Brazil ensures net neutrality

After years of discussion and six months being discussed as an urgent subject in the Brazilian Chamber of Deputies, the set of laws regulating the internet (known as the civil landmark of internet) was approved this Tuesday. The law still has to be approved by the senate, where the government has a more comfortable position. Its approval means the president was able to control the allies rebellion and also puts Brazil on the map of an international discussion over the issue of network neutrality (that has been opposing Internet Service Providers, as the Telecom companies, and Internet Companies, such as Google).
Agência Câmara
Activists celebrate the approval of the internet law
that ensures net neutrality in Brazil

Folha de S. Paulo front page today was about the law passing. The newspaper said it puts Brazil in the vanguard of the internet, calling the law a "constitution" of the internet. It mentions, though, that the text changed after the lobby of Google to remove the determination to nationalize data centers for all the business conducted in Brazil  -- which would impose that all virtual services had a local server in Brazil. This demand was not on the original project and was put in the text after the NSA scandal broke the news. It was supposed a political statement from Brazil, against the American surveillance.

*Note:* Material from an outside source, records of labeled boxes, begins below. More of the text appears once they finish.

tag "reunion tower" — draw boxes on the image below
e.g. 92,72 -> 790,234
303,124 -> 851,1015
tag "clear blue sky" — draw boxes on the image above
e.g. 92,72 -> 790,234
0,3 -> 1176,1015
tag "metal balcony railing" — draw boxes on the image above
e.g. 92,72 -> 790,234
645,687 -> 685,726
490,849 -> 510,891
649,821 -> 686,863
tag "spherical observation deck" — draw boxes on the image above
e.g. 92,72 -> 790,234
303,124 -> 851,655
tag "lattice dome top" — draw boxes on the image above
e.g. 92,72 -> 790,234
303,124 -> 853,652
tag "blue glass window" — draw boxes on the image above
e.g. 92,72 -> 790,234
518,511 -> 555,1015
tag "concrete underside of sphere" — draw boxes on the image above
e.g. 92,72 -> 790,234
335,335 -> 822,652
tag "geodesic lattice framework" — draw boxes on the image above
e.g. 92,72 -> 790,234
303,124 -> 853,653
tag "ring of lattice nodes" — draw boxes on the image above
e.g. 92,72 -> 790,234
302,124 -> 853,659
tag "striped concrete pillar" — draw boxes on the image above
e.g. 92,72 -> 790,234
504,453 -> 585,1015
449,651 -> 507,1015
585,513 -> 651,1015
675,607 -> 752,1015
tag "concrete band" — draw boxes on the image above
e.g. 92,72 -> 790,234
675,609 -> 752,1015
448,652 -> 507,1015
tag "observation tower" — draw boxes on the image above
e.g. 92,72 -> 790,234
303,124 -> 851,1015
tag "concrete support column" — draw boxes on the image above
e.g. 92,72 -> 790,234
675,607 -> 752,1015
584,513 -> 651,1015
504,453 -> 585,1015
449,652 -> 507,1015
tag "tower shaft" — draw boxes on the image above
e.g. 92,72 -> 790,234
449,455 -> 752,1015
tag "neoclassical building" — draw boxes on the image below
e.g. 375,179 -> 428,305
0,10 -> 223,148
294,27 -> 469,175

O Globo said the law puts Brazil in the vanguard of the internet. The newspaper front page, though gave more space to the scandal on Petrobras, which just had one of its former directors, Paulo Roberto Costa, arrested because of a overpriced purchase of a refinery in Pasadena. The president of Petrobras, Maria das Graças Foster gave an exclusive interview for O Globo and stated it will investigate thoroughly the issue.

On the economic ground both newspapers also mentioned the reaction after Brazil had its national rating cut by Standard & Poor's. Contrarily to what might be expected the stock market and the currency reacted positively, because the market have already taken into account such measure from the rating agency.

Finally to complete the subjects covered in the media last week, the proximity of the 50 years of the military coup in Brazil motivated a series os special reports on the main media. Folha de S. Paulo again made a multimedia rich, Snowfall-like, special report on the military dictatorship, which is very interesting. The newspaper covers the whole process that led to the coup, trying also to put in context the role of the Brazilian left at that time, which was also fighting for its own revolution. The story also pointed out to the unsettled case of the amnesty to military torturers and brings the transcriptions of the US ambassador and presidents John Kennedy and Lyndon Johnson, both supporting the military coup. O Globo is publishing during this week a series of stories about the coup.